American diplomacy has had one coherent diplomatic strategist that I can think of: Henry Kissinger, though his efforts were wasted in pursuit of nonsense.  Kissinger’s thinking can still be referenced since, like a ghoul, he refuses to do us the honor of dying like his boss, Nixon.  He’s no genius, but he pursues a step-by-step approach to diplomacy and he adheres to historical precedent.  His approach to a resolution of the Iraq war?
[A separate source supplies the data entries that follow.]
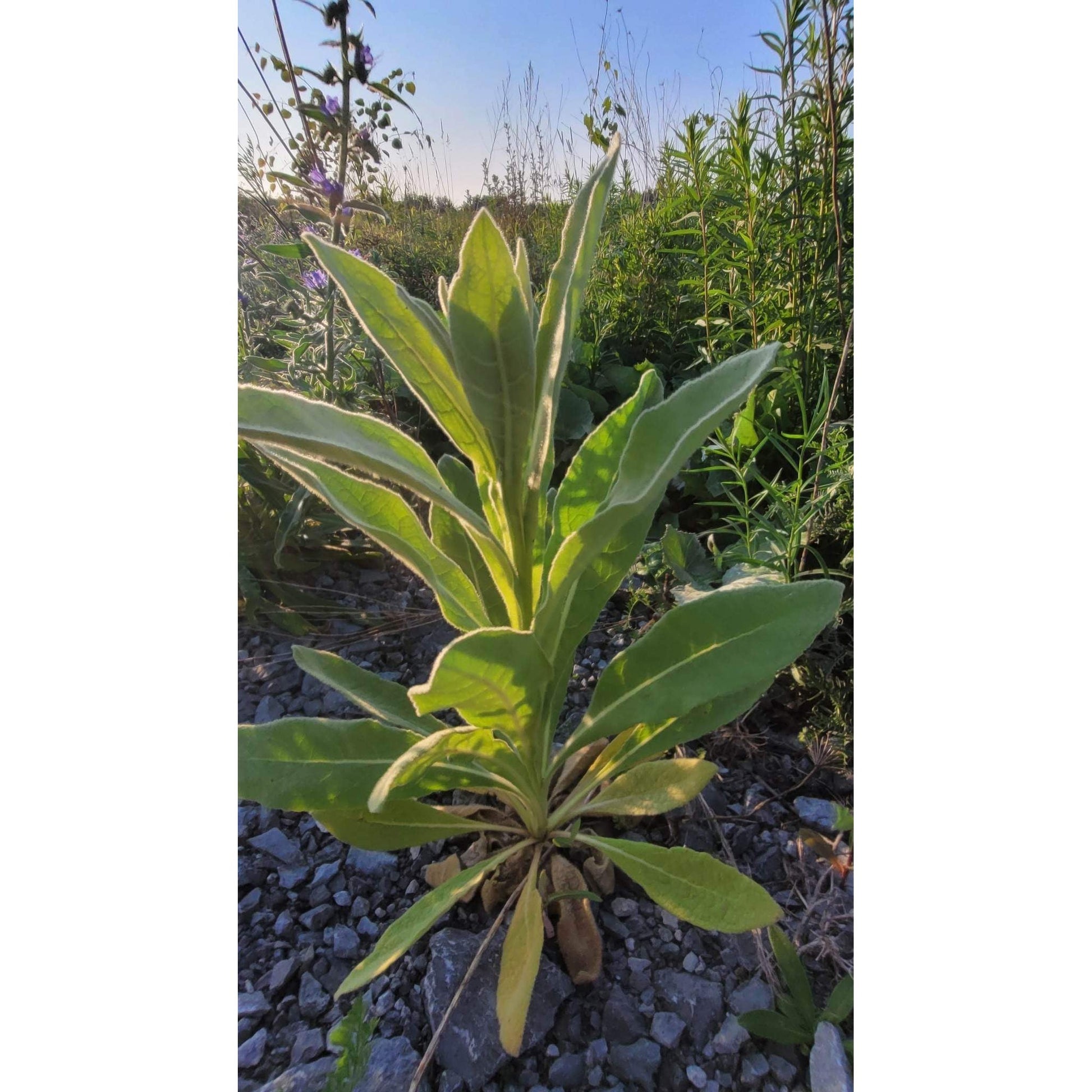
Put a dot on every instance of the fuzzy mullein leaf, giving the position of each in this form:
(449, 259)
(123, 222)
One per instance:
(384, 516)
(401, 825)
(411, 342)
(384, 699)
(496, 678)
(662, 439)
(453, 541)
(562, 309)
(653, 788)
(455, 758)
(695, 887)
(363, 443)
(494, 348)
(519, 963)
(402, 933)
(766, 1024)
(306, 765)
(840, 1003)
(796, 978)
(578, 936)
(724, 643)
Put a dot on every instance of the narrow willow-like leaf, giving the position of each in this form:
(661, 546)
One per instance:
(456, 758)
(562, 308)
(695, 887)
(453, 541)
(383, 515)
(390, 319)
(653, 788)
(766, 1024)
(519, 963)
(496, 678)
(384, 699)
(660, 443)
(402, 933)
(494, 348)
(306, 764)
(723, 643)
(840, 1003)
(400, 825)
(792, 971)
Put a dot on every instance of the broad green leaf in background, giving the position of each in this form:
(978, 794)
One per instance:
(290, 518)
(384, 699)
(496, 678)
(494, 348)
(400, 825)
(688, 559)
(792, 971)
(661, 441)
(402, 933)
(519, 963)
(388, 316)
(455, 758)
(724, 643)
(308, 764)
(383, 515)
(653, 788)
(692, 886)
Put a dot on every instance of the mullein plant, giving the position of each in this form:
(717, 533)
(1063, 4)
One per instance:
(524, 570)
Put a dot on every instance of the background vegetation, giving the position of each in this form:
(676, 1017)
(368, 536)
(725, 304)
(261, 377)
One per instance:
(732, 228)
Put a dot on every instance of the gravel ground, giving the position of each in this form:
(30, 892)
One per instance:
(663, 1012)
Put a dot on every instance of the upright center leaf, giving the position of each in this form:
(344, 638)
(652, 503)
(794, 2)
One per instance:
(494, 350)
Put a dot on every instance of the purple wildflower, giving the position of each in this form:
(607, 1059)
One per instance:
(363, 61)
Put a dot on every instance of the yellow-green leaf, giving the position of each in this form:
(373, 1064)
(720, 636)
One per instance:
(653, 788)
(400, 825)
(402, 933)
(695, 887)
(306, 764)
(519, 963)
(384, 699)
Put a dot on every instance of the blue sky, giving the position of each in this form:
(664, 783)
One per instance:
(460, 53)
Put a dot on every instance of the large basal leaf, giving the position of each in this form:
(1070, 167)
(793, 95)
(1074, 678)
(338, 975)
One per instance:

A multilateral convention, which this writer has advocated for years.  Never mind that.  Kissinger is knowledgeable about the historical processes of diplomacy and diplomatic alliances.
 
He long ago formulated a policy of triangulation, playing the Russians against the Chines in pursuit of American interests.  This was at a time when relations between those countries were already tense, following an ugly border incident in 1968 that astonished a world conditioned to believing in monolithic communism – as though the kinds of contradictions that cleave two capitalistic countries couldn’t replicate across communist borders.  Kissinger understood that historical realities don’t get obliterated with a transient change of regimes or ideologies, and he set a course of playing the two countries against each other in order to achieve American purposes.  The problem is: the goals he strove for, outlined by his boss, Nixon, were at best illusory and at worst pernicious.
 
But Kissinger’s unholy alliance with evil in order to satisfy his overweening personal ambitions does not negate the soundness of his thinking.  Kissinger is amoral.  He would have gone to work for anybody.  Who knows?  If a respectable statesman had given him employment he might have ended up doing real good for the country as well as himself.
 
His strategy of triangulation deserves to be revisited and studied, to see if it can gain us access to Russia’s natural resources and some leverage of control over China’s massive balance of payments surpluses, as well as that country’s growing military influence over Asia.  To put it in oversimplified terms, which are the only ones I can understand, Russia needs alliances to help it protect its Siberian resources, China needs access to those same resources, China also borders India and Pakistan, which both possess nuclear weapons and depend upon American markets.  There is a lot of room for American diplomacy to play triangulation here if it can define rational, realistic goals.
 
That’s impossible under the current administration.  Bush is still playing the old game, wherein we throw our weight around without regard for the consequences.  I am anticipating a Clinton administration (unless Bush is impeached and it’s Pelosi).  Hillary Clinton is a much more professional person, and her husband did a quite successful job of administrating American diplomacy, in addition to which he had his own effective techniques of triangulation.
 
Maybe they could even bring back Kissinger in some capacity, like a zombie.